Unquestionably, collapse entails suffering, and there are no guarantees that any of us will survive. Many innocent members of the human and other species will perish. Wise people from the great traditions tell us that the transition cannot be made painlessly. What is also true is that it offers something extraordinary-something like what I see in small communities where people are already creating local currencies, becoming first responders for crisis situations, organizing neighborhood watches to provide food and heat for the vulnerable, maintaining winter farmers markets, celebrating the holidays in unique ways that do not focus on consumption but rather, on cooperation. At the same time that I feel pervasive despair nationally, I see unexpected people in unexpected places seizing unexpected opportunities. Who knows if they will survive? Who knows if anyone reading this article will survive? Who knows if I will survive?
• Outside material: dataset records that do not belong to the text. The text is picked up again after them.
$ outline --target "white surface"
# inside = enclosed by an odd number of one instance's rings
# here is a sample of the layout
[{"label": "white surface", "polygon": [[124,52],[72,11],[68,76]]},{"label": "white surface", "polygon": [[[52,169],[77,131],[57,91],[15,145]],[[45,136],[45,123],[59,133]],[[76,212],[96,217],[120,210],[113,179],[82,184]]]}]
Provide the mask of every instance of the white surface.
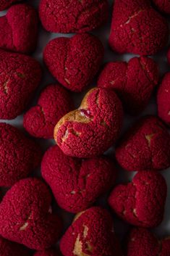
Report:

But if mere physical survival is all it's about, then we are left with nothing but doom and gloom. If, however, things like cooperation, compassion, building authentic community, and living from a new paradigm, even if only for a brief period of time, occur, then civilization will have been transcended and dealt a significant death blow. Humans who participate in those ventures will have tasted something far more momentous than mere physical survival-something civilization can only obliterate, not sustain: the opportunity to savor one's inextricable connection with all aspects of the earth community. Or as Richard Heinberg reminds us, "Growth is dead. Let's make the most of it. A crisis is a terrible thing to waste."
Juan Santos, whose articles are frequently featured on the Truth to Power website says it eloquently and succinctly:
...the key tasks before us lie not in saving the global economy, not in creating a "green" economy, not in inventing new ways to exploit new energies in order to continue to mine the life of the Earth, nor in any other activity that would seek to preserve this system in any form whatsoever.
The key tasks before conscious people today are the forging of a profound understanding of what has gone wrong - a sweeping and utter re-evaluation of all values that will be tantamount to a new renaissance, a conscious re-creation and co-creation of culture. Much of that work began to be undertaken in the 1960s, and has borne important fruit, like William Kotke's work, The Final Empire. It is ours to forge an authentically sustainable culture, even in the midst of this civilization's fast approaching end - by relying on and integrating the deepest, clearest and most coherent teachings of traditional indigenous cultures, of students of the ecology, and of the multivalent healing practices of both indigenous cultures and of the new therapies that have arisen in the last 50 years. Such a movement - one that is intent on restoring the Earth and fostering social justice and renewing our cultures by incorporating the values and vision of indigenous peoples - is already underway on a global scale. Paul Hawkens, in his important book Blessed Unrest, calls it an "unstoppable movement to re-imagine our relationship to the environment and one another." His research shows that it is the largest movement in human history, involving some 2-3 million organizations worldwide and some 200 - 300 million people whose cultural, ethical, political and ecological creativity are already impacting billions. That the processes of renewal - of healing, rectifying and relearning - will best be fostered among those in living in direct contact with, and in a caretaking relationship with the Earth and other, non- human living beings should, I hope, be self evident.
As I ponder the quote by Derrick Jensen at the beginning of this article, I notice an extraordinary paradox: If I reject collapse, I reject life, not death. Civilization kills all that it touches. Could it be that the more I facilitate its demise, the more alive I become?